First Google, then Apple, and now Amazon: all three are bowing to pressure from the EU over the issue of humans reviewing recordings from their respective digital assistants. While Apple and Google paused human review, Amazon has decided to offer a clearer, more comprehensive opt-out setting to Alexa users.
Amazon already offered a much clearer set of privacy policies than either Google or Apple — having set up a privacy portal after the last round of scandals over Alexa voice recordings revealed more than most realized. That portal now has updated language around what checking certain boxes will do.
Specifically, you can go to your Amazon Alexa app and navigate to your settings, then “Alexa Privacy” and finally “Manage How Your Data Improves Alexa,” and find new language on that page that now specifically calls out that “your voice recordings may be used to develop new features and manually reviewed to help improve our services” (emphasis ours).
You can also find that page via your web browser, here: https://www.amazon.com/alexaprivacysettings.
Bloomberg first reported the change earlier today. An Amazon spokesperson provided the following statement:
We take customer privacy seriously and continuously review our practices and procedures. For Alexa, we already offer customers the ability to opt-out of having their voice recordings used to help develop new Alexa features. The voice recordings from customers who use this opt-out are also excluded from our supervised learning workflows that involve manual review of an extremely small sample of Alexa requests. We’ll also be updating information we provide to customers to make our practices more clear.
That clarity is much needed, as earlier language made it appear that unchecking a box turned off uploading of your voice recordings — that is not the case, as they’re still uploaded to Amazon’s servers. The only change is that while the old setting only opted users out of having their utterances reviewed “to help develop new features,” the new setting means they will not be reviewed by humans, full stop.
In essence, Amazon has updated its settings and the language around them to actually do what you would have assumed they would have done in the first place.
Amazon does offer a tool to let users delete their voice recordings whenever they wish, but even with these new settings Amazon will still store recordings of your voice by default. If you want to delete them, you will need to periodically go into your Alexa settings and do so yourself.
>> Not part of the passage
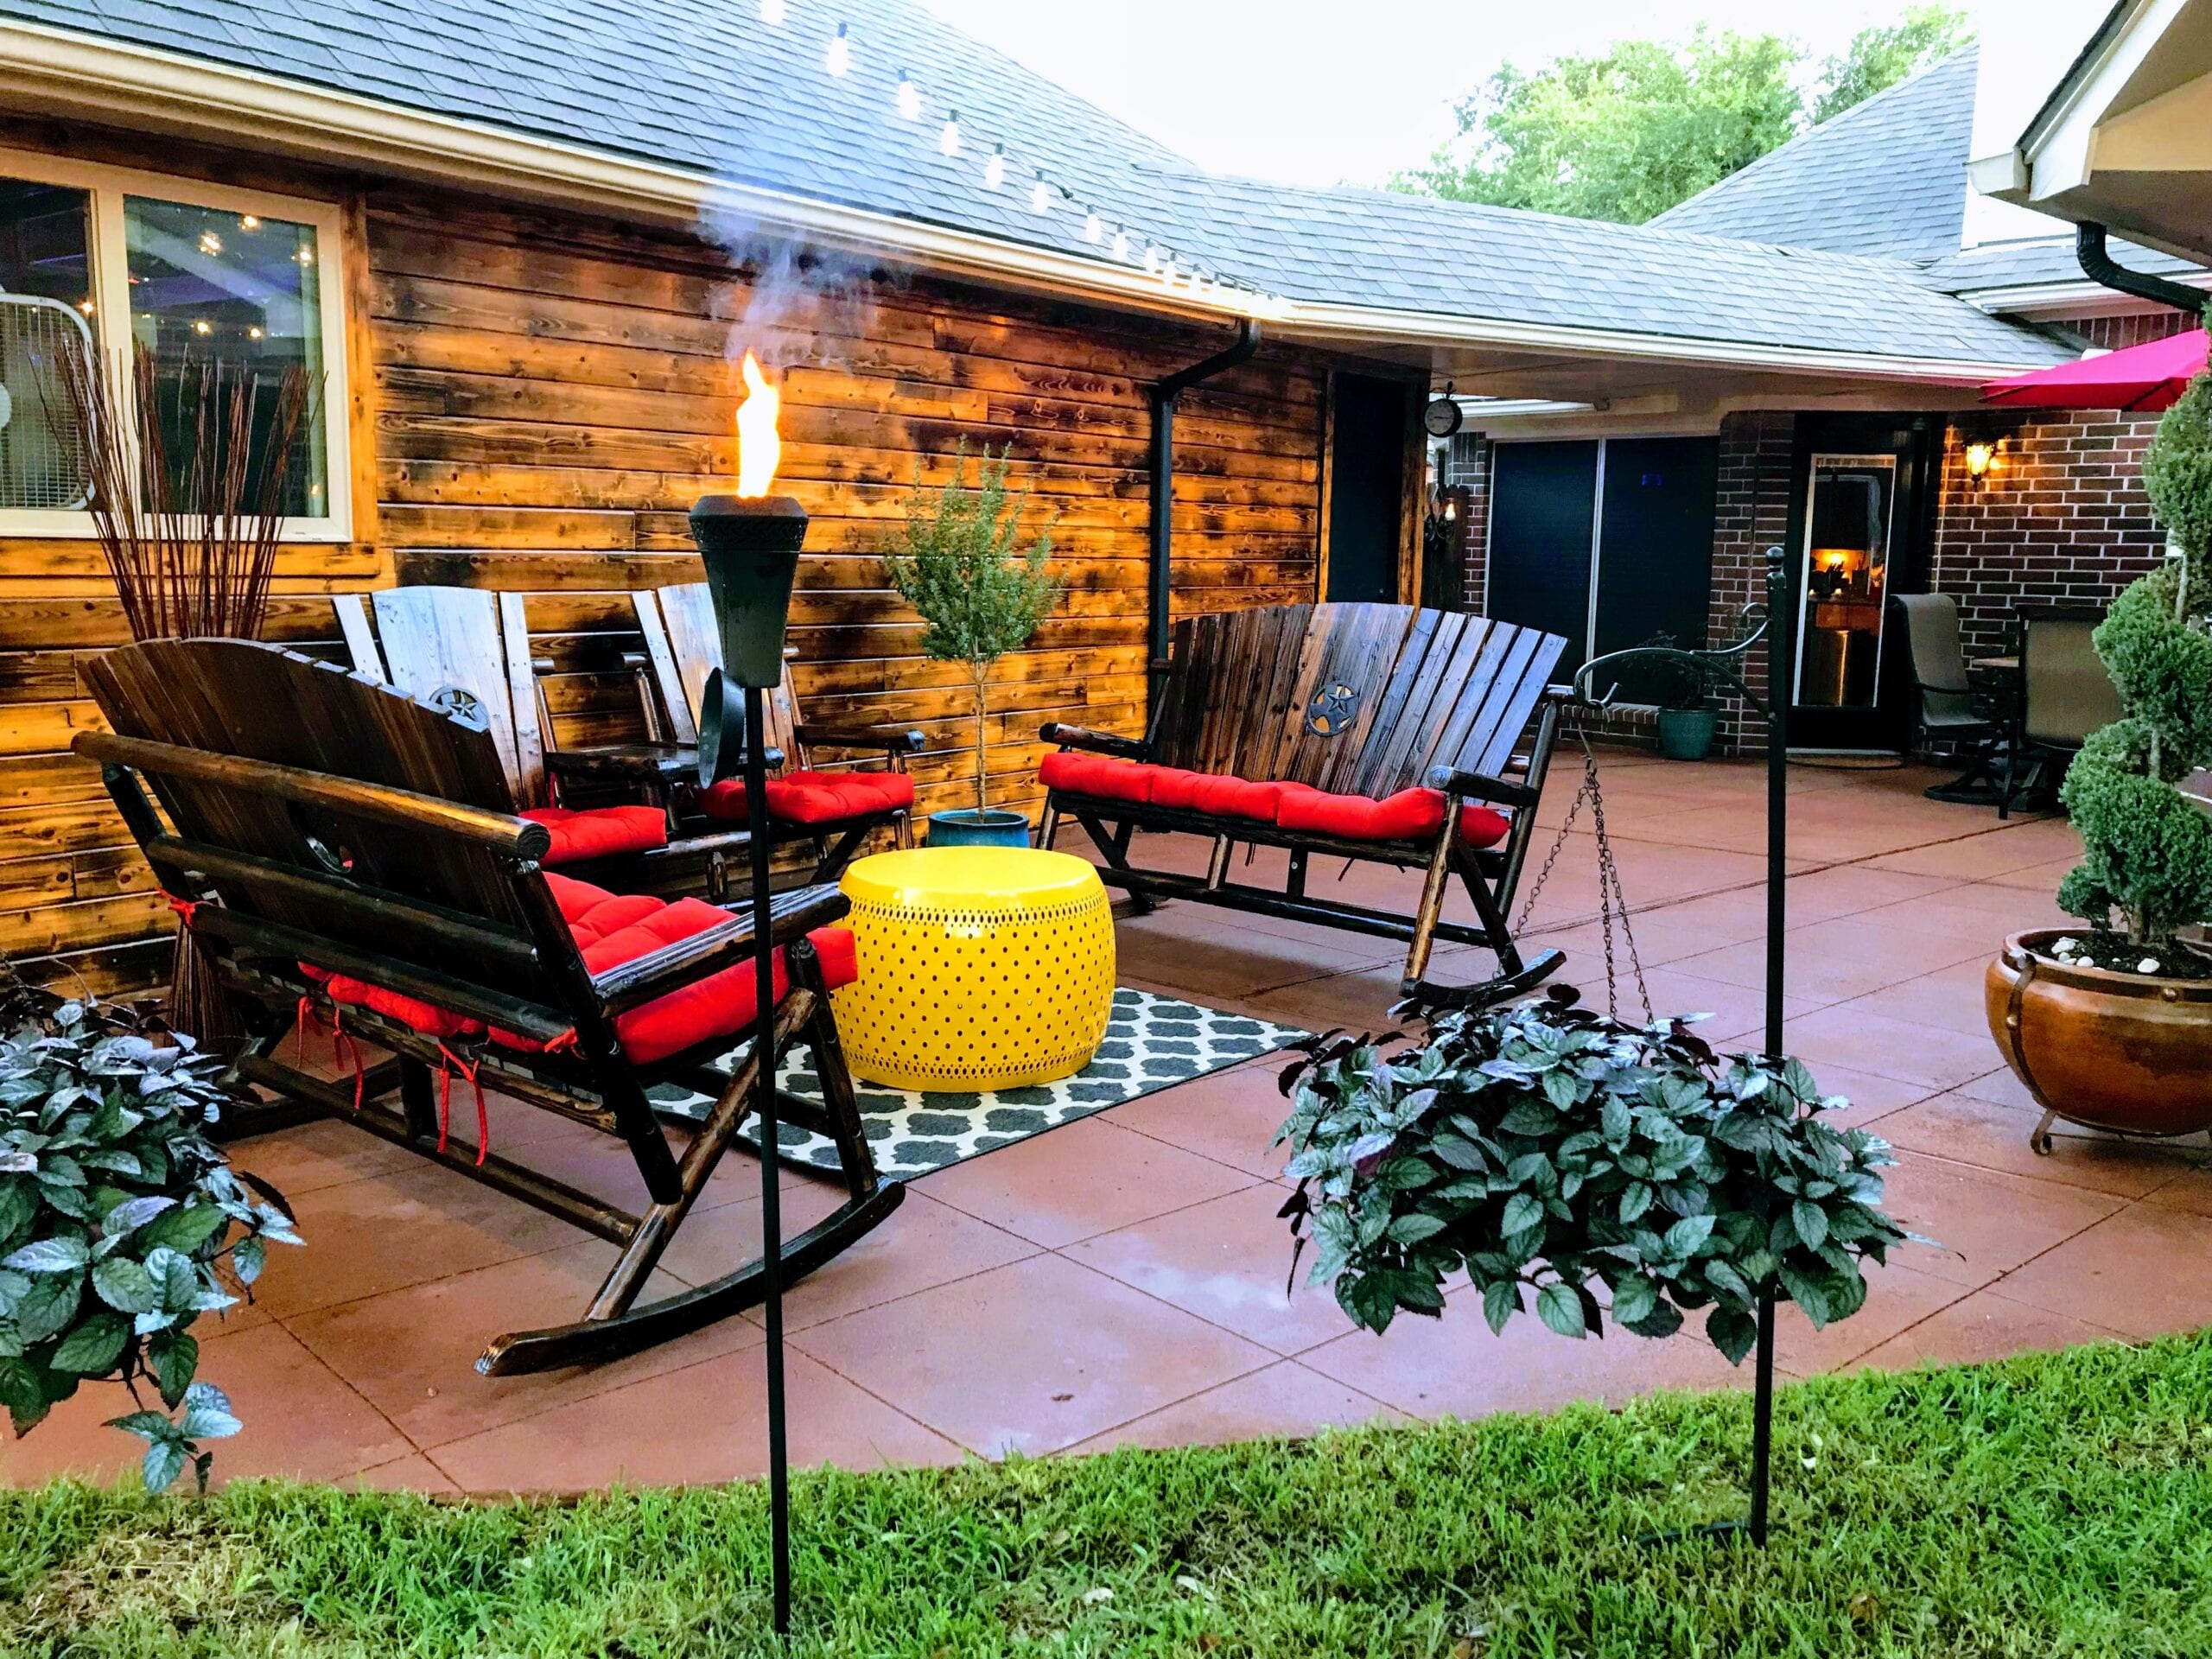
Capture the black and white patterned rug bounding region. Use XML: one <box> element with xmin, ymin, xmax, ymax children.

Apple has paused human review of utterances entirely across the globe, Google has paused it in the EU, and Amazon is simply offering this clearer opt-out. All three companies have a different approach to handling this growing worry about human reviewers, and hopefully all three will eventually end up in the same place: clearer disclosures, transparent options for managing data, and the ability to not have your voice automatically stored if you don’t want it to be.